03/03/16 Republican Debate can be found here.
Description:
Classifiers were built using random forests (or AdaBoost, depending on what version I'm running),
trained on previous debates. Audio clips from previous debates was manually classified by candidate.
Random forests and AdaBoost were run on the mel-frequency cepstral coefficients of 6ms hamming windows
of these clips, so predictions were based on an aggregate of these smaller windows. To get a prediction
of the speaker for a full clip, we simply take the clip with the highest average predicted probability.
To predict the actual words that a candidate said, I use the Google Speech API, via the
speech_recognition Python package.

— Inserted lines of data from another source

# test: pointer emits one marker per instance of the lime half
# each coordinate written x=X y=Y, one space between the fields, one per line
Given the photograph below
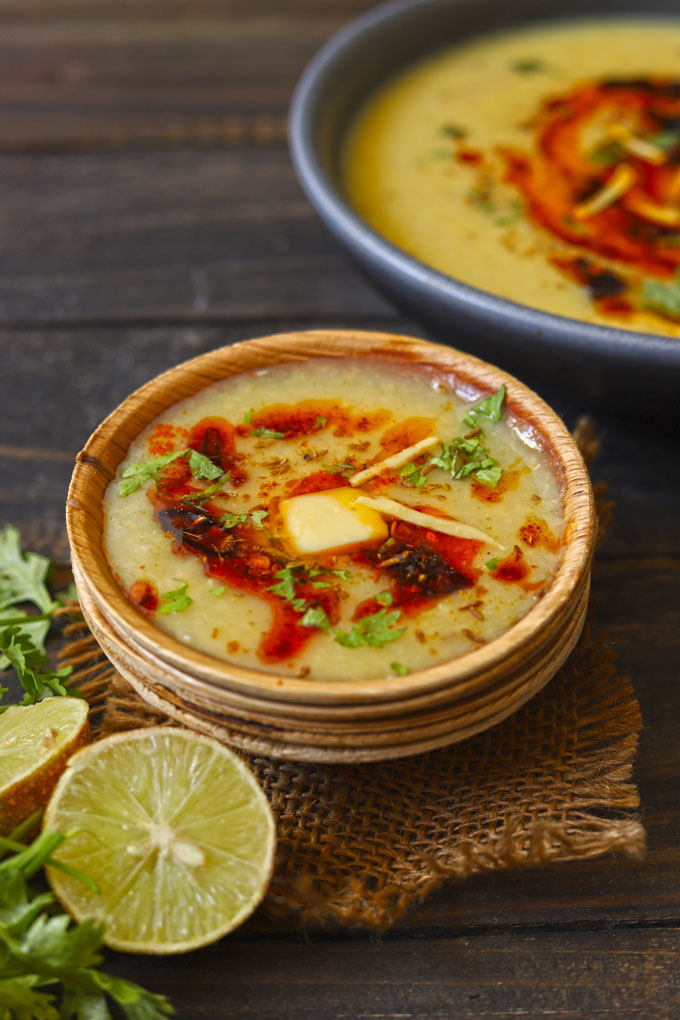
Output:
x=36 y=742
x=175 y=831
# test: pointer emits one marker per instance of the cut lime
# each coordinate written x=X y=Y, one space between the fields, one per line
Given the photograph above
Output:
x=36 y=742
x=175 y=831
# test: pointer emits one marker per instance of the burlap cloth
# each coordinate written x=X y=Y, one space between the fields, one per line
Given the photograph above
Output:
x=360 y=845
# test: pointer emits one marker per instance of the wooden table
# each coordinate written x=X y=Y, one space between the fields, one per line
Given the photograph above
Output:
x=150 y=213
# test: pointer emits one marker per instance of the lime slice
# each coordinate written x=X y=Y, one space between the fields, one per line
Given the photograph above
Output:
x=36 y=742
x=175 y=831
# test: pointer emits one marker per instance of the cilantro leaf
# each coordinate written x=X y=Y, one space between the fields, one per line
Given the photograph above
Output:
x=43 y=949
x=376 y=630
x=229 y=520
x=30 y=662
x=175 y=601
x=138 y=474
x=285 y=587
x=663 y=297
x=22 y=575
x=316 y=617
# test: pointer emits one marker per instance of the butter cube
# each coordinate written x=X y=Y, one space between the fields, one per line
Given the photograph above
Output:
x=330 y=519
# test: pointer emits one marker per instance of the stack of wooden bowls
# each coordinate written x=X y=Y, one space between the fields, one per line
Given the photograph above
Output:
x=310 y=719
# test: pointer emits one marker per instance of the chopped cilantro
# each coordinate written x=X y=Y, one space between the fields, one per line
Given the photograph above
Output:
x=175 y=601
x=229 y=520
x=375 y=630
x=267 y=434
x=316 y=617
x=453 y=131
x=663 y=297
x=136 y=475
x=285 y=587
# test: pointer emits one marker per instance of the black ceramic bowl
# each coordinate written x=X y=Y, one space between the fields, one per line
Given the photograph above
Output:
x=615 y=366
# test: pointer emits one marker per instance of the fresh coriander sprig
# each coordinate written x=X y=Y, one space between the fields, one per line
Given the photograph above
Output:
x=175 y=601
x=376 y=630
x=42 y=952
x=138 y=474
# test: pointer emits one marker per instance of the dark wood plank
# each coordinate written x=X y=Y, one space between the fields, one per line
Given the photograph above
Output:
x=163 y=236
x=76 y=74
x=622 y=974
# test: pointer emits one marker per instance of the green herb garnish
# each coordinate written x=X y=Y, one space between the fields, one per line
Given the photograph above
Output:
x=175 y=601
x=42 y=952
x=378 y=629
x=136 y=475
x=453 y=131
x=317 y=617
x=468 y=456
x=663 y=297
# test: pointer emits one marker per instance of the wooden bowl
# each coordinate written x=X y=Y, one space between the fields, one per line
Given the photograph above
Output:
x=327 y=720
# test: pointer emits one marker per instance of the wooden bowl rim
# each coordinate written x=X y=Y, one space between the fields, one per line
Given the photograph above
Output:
x=107 y=447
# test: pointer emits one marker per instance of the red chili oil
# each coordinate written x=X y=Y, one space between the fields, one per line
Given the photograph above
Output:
x=562 y=173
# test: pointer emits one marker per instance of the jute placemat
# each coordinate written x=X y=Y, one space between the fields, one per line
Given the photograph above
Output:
x=360 y=845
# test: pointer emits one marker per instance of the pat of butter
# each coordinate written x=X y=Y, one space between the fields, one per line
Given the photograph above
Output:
x=329 y=519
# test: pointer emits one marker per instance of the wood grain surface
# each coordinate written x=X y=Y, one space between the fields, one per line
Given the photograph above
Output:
x=150 y=214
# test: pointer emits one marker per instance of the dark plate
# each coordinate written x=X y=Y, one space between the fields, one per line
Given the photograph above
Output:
x=613 y=366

The words are then mapped to twitter messages downloaded via
Twitter's API (utilizing the Twitter API Python package) and displayed using JavaScript's tooltips.
Some additional information:
Mel-frequency cepstral coefficients are produced by running a triangular filter on the log of the
frequencies of audio—so low frequency coefficients represent a smaller frequency window in the clip than
higher frequency coefficients2.
Using Hamming Windows prevents spectral leakage when running an FFT on the audio clip (spectral leakage
caused by audio being windowed into 6ms clips and starting/ending abruptly).
Decisions I made:
I do not use n-fold cross validation because I am concerned about learning background noise—for the
testing sample, I use audio clips from different debate(s) than the training data. (I initially made the
mistake of using speeches by each candidate for audio training3 and used n-fold cross
validation which yielded great test results—until I realized I was only learning the background noise!)
I used a cross-validation to settle on a window size of 6ms, as well as to set other parameters such as
tree depth (and learning rate for AdaBoost). Cross-validation seems to suggest a tree depth of around
26-46 for republicans, but a depth of 1 for democrats—this seems a little concerning and I am still
investigating it.
To-do List:
Either train on the moderators, or just output "Other" as the speaker when the probability is below some
threshold--the latter is probably the easiest.
Get more training data!
Try other learning algorithms such as boosted trees (xgboost).
Include articles or speeches by the candidates, not just tweets.
That being said, the debates are almost done for the primary season, so this may go on hiatus until the
general election.
1 Since we didn't learn the moderator, any clips where the moderator is the speaker would
be by definition incorrect in the set of all clips.
2 The log scale is used because it's more similar to the way humans hear--it's easier to
distinguish the difference between 70hz and 75hz than the difference between 3000hz and 3005hz!
3 I was lazy and didn't want to manually classify from debates--recording individual
speeches would be classified already!